By Jennifer Hunter, Ph.D., University of Kentucky Family Finance Extension Specialist

Do you have a son or daughter who is college bound this fall? Prior to heading off to college, it is important that students have a basic understanding of money management skills.

For many students, college may be the first time they have been responsible for managing their own money. Even if mom and dad are paying all of the bills, they will not be around to help their child make everyday spending decisions.

Often students can be tempted by credit card offers or feel peer pressure to spend more than their budget will allow. Overspending and poor use of credit while in college can have lasting effects on financial success following college.

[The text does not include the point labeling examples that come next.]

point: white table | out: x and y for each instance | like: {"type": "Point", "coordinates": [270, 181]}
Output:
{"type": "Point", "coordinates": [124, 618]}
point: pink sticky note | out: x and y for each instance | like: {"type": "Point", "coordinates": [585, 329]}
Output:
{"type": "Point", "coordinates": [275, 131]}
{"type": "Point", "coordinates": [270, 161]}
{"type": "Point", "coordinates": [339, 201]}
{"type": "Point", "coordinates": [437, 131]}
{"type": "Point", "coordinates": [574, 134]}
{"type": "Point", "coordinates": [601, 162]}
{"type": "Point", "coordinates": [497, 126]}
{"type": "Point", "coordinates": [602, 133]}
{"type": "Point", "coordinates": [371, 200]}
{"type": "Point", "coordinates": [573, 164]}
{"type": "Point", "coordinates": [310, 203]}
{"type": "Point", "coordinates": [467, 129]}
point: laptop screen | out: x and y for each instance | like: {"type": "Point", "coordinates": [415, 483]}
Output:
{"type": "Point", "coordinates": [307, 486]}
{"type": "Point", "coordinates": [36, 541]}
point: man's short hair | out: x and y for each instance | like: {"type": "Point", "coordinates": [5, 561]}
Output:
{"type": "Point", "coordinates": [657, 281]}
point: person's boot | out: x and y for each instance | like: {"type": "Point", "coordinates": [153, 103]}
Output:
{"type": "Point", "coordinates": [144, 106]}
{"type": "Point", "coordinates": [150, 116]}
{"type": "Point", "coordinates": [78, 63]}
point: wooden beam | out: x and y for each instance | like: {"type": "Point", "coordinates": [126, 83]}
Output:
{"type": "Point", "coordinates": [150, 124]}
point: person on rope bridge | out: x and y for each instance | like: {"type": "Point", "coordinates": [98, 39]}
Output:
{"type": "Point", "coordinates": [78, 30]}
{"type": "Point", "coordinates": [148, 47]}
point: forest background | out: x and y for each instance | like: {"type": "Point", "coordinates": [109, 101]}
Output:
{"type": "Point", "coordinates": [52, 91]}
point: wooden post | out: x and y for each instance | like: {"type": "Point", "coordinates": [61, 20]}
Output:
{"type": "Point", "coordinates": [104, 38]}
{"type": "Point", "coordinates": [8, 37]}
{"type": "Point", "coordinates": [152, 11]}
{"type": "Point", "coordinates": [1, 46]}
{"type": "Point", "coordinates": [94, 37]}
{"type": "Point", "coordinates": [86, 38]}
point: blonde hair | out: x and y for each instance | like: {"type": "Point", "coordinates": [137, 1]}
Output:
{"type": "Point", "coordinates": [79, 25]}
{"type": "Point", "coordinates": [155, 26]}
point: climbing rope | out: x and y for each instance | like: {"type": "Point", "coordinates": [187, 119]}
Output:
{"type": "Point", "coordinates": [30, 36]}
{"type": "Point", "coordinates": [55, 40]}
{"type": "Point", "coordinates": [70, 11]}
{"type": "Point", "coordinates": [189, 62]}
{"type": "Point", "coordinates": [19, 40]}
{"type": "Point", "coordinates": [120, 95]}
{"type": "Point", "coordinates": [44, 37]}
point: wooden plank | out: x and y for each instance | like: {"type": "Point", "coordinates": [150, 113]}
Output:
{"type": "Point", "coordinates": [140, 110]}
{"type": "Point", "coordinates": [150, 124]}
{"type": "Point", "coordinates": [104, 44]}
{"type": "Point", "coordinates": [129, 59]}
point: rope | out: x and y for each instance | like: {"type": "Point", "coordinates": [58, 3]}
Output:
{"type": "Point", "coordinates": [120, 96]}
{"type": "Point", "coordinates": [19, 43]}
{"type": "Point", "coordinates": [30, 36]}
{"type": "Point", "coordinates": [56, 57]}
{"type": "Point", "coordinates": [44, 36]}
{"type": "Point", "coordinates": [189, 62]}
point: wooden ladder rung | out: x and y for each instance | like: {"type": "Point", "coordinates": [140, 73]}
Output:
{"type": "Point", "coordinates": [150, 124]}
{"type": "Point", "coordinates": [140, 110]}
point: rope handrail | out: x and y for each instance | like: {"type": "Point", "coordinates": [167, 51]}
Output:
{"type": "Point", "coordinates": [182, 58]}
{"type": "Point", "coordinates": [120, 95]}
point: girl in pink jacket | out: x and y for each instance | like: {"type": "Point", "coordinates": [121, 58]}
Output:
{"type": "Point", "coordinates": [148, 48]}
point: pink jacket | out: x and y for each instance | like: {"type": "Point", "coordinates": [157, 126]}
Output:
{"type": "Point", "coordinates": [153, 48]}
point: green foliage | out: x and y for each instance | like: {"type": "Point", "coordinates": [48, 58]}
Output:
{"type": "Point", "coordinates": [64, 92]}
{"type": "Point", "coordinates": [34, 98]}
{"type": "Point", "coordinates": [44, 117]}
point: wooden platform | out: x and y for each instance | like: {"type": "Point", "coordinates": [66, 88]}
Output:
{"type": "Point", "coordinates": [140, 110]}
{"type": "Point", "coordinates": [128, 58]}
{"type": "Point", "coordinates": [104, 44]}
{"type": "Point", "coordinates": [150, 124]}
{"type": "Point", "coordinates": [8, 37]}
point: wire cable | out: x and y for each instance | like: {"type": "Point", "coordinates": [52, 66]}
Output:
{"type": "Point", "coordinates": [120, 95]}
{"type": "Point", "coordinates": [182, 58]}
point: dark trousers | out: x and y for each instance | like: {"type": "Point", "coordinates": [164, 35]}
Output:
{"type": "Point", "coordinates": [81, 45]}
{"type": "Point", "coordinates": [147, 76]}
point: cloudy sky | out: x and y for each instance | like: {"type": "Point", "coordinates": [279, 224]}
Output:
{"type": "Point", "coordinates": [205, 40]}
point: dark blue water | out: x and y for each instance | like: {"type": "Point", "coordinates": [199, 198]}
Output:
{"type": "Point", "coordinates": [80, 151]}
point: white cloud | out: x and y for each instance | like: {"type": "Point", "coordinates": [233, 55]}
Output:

Talk to your student to help them develop a plan for handling their money and expenses once they get to college, share the following money tips to help get their college career on track financially.

  1. Encourage your son or daughter to establish a local checking account.  Often larger universities will be affiliated with a credit union that offers student accounts. A local bank will provide your college-bound kid with easy access to cash checks, make deposits, or utilize ATMs. Look for a bank that has low or no minimum balance and be certain to review the fees for overdraft and number of transactions. Have your child setup text and email alerts from their bank account for low balances.
  2. Urge your son or daughter to avoid getting a credit card. Often college students (and parents) feel the need to get a credit card in case of emergencies. However, credit cards become a temptation and can lead to non-academic debt. 
  3. If your child has bills, such as cable, internet, or other utilities in their name, stress the importance of paying bills on time. You may need to help your child setup online banking or automatic bill pay to make bill paying simpler.
  4. Help your child establish a spending plan. If your child receives a lump-sum at the beginning of the semester from scholarships or student loans, help them develop a plan to stretch the money throughout the semester. One of the best ways to develop a spending plan is to track expenses during the first few weeks of school. At the end of the first month, review with your child where and how they are spending their money. As a parent, you may want to make suggestions about how to change their spending habits.
  5. Remind your child about the difference between wants and needs.  Help them prioritize their spending based on the needs, such as tuition, room, board, books prior to spending on wants.